Nè pare dubitabile che la violazione di cui al punto 2 (con la quale è stato contestato all’imputato di aver indebitamente utilizzato "ventiquattro carte di credito sottratte dal circuito postale o donate collegandosi ai siti internet "(OMISSIS)" e "(OMISSIS)" allocati su server della Phoneix Informatica Bancaria s.p.a. sita in (OMISSIS), ricaricando le carte acquisite sotto false spoglie…per poi utilizzarle per prelievi presso sportelli automatici o pagamenti con sistema POS") si sia consumata in (OMISSIS), luogo dove è avvenuta la ricarica delle carte acquisite dal coindagato G., e quindi si è realizzata l’indebita utilizzazione del documento, con la conseguente lesione della pubblica fede e della corretto uso del sistema elettronico di pagamento, a tutela dei quali è posta la previsione incriminatrice, che segna il momento consumativo della fattispecie criminosa.
L’ultimo motivo è pur esso manifestamente infondato.
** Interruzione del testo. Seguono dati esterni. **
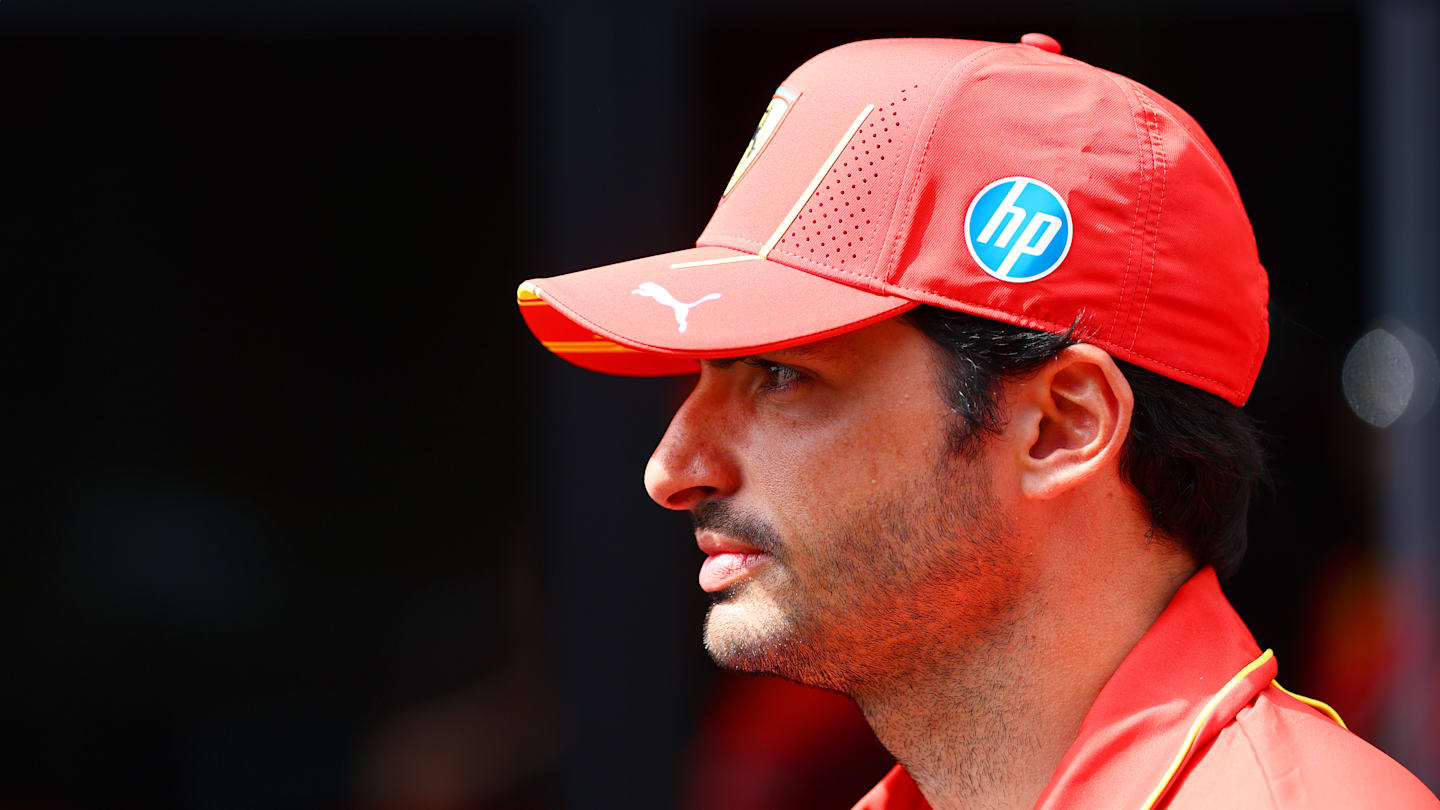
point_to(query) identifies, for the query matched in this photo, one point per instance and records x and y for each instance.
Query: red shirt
(1194, 719)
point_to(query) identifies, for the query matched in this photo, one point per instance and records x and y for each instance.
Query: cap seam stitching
(1161, 169)
(581, 320)
(1141, 190)
(709, 242)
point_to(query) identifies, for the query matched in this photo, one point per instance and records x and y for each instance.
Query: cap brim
(660, 314)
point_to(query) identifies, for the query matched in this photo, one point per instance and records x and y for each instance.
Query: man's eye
(778, 376)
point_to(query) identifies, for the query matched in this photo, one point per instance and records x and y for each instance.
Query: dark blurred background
(303, 518)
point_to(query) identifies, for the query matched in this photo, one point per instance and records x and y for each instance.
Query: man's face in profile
(846, 536)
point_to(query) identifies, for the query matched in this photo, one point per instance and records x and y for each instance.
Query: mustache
(722, 518)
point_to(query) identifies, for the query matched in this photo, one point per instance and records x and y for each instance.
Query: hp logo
(1018, 229)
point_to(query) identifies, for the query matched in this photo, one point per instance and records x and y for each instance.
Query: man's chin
(745, 633)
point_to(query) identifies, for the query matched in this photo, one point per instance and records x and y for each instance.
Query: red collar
(1181, 683)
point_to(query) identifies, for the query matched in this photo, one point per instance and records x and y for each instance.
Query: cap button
(1041, 41)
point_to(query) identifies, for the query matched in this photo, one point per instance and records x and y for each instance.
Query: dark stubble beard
(897, 584)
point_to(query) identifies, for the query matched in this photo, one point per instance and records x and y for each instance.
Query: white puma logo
(653, 290)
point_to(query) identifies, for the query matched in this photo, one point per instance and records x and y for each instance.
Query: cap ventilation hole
(864, 162)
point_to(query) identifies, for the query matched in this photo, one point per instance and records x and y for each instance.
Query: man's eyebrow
(802, 352)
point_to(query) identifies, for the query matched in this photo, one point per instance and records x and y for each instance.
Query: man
(972, 325)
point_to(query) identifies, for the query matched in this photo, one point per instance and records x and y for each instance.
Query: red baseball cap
(1002, 180)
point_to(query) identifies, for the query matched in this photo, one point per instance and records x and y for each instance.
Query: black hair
(1194, 459)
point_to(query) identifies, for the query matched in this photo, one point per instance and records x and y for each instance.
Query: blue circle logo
(1018, 229)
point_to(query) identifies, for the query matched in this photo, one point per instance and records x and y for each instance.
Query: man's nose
(694, 459)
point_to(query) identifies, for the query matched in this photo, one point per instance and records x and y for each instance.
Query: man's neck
(987, 725)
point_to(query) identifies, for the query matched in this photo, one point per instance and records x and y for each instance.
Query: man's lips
(727, 562)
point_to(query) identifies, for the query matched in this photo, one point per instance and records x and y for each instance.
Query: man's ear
(1070, 420)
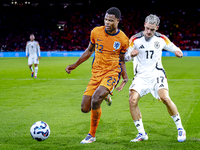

Si afferma in seno al ricorso che "sembrerebbe" esser stata allegata agli atti una lettera della suocera dell’indagato (presso la cui abitazione lo stesso si trovava agli arresti domiciliari) da cui emergerebbe il guasto della linea telefonica nel periodo dal (OMISSIS), con la conseguente impossibilità per il D.M. di collegarsi dalla stessa per eseguire le indebite ricariche.
La censura mossa dal ricorrente (in termini, peraltro, del tutto probabilistici) non appare idonea, pertanto, a inficiare la valutazione del Tribunale, che ha sul punto rilevato che la documentazione offerta dalla difesa non provava, in realtà, che la linea era inattiva, e tanto più se si considera che la contestazione fa riferimento ad un periodo compreso tra il (OMISSIS), laddove la asserita interruzione riguarderebbe un arco temporale dal (OMISSIS).
Il ricorso va, quindi, dichiarato inammissibile con conseguente condanna alle spese processuali e a pena pecuniaria, potendosi ravvisare profili di colpa nella causa di inammissibilità.
P.Q.M.
Dichiara inammissibile il ricorso e condanna il ricorrente al pagamento delle spese processuali e della somma di Euro 1000,00 alla Cassa delle ammende. Si provveda a norma dell’art. 94 disp. att. c.p.p., comma 1 ter.

Testo non ufficiale. La sola stampa del dispositivo ufficiale ha carattere legale.